I have short-term-but-not-immediately plans to add a bot fo Exocortex which will accept URLs via XMPP messages and crawl the sites, effectively building a personal search engine of sites that I'm interested in or have personal use for, but it's going to take me a bit to get to that stage. Of course, when I've got it up and running I'll not only post the code but I'll write up a tutorial on how to do it yourself if you're interested in setting up your own.
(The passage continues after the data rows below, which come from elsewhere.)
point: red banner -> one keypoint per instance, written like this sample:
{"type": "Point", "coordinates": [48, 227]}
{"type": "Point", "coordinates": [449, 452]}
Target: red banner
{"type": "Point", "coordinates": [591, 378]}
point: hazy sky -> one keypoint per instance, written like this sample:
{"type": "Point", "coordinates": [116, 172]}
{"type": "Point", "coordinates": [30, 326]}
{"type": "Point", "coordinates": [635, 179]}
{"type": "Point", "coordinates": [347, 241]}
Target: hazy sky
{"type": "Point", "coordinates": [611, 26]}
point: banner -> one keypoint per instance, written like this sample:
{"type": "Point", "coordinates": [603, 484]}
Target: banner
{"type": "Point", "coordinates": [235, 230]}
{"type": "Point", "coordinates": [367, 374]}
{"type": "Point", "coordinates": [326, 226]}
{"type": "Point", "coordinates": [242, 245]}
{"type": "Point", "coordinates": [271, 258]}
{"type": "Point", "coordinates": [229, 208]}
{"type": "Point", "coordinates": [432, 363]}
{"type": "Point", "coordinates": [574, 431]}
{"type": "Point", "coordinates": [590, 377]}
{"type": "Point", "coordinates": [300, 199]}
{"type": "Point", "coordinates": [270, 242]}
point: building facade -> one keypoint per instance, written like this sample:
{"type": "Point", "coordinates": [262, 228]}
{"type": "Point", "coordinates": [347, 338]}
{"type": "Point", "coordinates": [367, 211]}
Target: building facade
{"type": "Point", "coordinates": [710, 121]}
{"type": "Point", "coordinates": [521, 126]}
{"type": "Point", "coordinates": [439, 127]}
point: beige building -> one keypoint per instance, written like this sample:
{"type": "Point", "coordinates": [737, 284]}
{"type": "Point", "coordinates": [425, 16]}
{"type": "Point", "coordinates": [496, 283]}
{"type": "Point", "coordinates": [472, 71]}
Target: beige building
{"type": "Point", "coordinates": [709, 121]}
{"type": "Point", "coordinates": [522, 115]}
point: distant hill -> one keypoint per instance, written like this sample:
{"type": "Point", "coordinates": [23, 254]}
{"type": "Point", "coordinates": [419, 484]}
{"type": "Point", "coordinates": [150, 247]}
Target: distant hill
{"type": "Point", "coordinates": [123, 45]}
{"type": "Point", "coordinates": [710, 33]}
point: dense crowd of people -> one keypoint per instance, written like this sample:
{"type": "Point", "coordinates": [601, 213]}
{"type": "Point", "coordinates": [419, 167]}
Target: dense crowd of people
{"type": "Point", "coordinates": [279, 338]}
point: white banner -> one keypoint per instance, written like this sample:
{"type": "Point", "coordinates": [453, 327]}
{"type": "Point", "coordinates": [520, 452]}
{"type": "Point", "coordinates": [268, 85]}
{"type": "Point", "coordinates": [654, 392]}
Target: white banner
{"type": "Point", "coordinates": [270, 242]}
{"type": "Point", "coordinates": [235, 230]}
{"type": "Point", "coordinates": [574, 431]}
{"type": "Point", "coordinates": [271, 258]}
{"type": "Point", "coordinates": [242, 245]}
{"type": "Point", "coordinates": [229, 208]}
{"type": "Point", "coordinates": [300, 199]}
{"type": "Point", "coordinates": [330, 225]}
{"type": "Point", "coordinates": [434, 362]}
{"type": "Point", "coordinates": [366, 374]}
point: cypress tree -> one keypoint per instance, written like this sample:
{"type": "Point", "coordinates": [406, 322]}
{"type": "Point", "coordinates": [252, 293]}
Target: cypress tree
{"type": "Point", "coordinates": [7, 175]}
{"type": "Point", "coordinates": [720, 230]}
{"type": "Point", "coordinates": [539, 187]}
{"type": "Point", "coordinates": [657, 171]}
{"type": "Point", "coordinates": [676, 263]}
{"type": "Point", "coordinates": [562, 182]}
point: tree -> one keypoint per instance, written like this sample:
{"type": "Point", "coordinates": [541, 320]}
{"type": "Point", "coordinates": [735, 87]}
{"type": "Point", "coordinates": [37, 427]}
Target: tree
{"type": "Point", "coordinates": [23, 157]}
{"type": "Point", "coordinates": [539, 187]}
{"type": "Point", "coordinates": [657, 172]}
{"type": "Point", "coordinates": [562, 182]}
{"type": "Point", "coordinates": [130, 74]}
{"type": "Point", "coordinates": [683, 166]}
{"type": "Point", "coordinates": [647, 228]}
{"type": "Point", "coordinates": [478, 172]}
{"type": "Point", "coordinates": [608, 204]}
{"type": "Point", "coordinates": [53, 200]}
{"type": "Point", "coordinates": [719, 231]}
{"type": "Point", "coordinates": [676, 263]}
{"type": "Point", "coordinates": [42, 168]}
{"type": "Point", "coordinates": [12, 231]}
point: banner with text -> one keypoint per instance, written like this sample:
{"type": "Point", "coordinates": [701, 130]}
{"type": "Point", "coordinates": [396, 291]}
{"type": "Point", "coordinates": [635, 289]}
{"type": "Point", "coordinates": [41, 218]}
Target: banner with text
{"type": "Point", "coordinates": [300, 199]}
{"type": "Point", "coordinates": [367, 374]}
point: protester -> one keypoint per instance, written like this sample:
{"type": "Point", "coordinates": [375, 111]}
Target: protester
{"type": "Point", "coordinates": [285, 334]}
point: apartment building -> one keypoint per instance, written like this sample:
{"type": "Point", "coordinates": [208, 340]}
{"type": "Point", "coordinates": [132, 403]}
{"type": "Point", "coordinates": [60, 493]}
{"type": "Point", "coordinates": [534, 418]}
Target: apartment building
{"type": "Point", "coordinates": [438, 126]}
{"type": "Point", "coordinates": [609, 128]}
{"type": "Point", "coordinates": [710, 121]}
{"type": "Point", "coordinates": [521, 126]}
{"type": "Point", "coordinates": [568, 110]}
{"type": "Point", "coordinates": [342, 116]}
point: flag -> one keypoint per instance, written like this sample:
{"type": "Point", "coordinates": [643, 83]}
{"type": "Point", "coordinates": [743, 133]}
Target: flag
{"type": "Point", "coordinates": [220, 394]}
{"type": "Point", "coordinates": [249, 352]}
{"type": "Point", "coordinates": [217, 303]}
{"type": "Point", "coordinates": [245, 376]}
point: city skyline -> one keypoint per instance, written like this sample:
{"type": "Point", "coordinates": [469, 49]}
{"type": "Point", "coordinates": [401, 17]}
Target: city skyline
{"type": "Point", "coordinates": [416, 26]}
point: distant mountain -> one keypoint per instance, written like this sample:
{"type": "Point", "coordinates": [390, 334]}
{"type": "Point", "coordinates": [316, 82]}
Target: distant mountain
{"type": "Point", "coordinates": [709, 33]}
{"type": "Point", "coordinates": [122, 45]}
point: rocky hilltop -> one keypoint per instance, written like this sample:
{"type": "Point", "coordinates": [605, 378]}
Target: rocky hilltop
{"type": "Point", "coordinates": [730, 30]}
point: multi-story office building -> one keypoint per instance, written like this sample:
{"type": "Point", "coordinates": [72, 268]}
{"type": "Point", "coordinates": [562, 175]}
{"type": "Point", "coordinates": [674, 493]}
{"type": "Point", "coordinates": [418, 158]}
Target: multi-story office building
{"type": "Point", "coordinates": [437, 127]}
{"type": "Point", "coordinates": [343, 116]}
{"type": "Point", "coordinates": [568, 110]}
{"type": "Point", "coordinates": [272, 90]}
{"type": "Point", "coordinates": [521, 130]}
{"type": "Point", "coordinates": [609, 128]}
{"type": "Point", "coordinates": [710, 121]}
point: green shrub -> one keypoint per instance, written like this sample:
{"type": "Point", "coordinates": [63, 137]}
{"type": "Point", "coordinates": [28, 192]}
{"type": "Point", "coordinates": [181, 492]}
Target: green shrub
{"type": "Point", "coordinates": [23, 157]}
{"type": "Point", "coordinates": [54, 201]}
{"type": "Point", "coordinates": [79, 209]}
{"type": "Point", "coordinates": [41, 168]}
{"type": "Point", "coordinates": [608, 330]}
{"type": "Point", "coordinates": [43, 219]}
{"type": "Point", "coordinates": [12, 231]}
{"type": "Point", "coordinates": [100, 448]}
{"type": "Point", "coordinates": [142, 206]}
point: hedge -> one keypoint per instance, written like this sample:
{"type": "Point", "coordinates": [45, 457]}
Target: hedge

What else is going on in life, you're probably asking yourself, when I'm not hacking? I was at MIT's Media Lab for a conference a couple of weeks ago, where I presented some of my work on Exocortex in its aspect of a cognitive prosthesis and not so much a data mining and information analysis engine. It was very well received, and I've got a bunch of notes typed up for things to work on, rework, and add to the system as a whole. How does a schmuck like me get to attend a conference at MIT, let alone twice? Beats me. I'm not looking a gift horse in the mouth, but neither am I ungrateful for the opportunity to work alongside some very interesting people, and come away with new perspectives and some new things to work with.
That's about all I've got this morning. In the very near future I'll start working my way through my collection of #blogfodder links and write a couple of articles that should be of interest to everyone. I'll also get back to writing those articles about Exocortex - promise.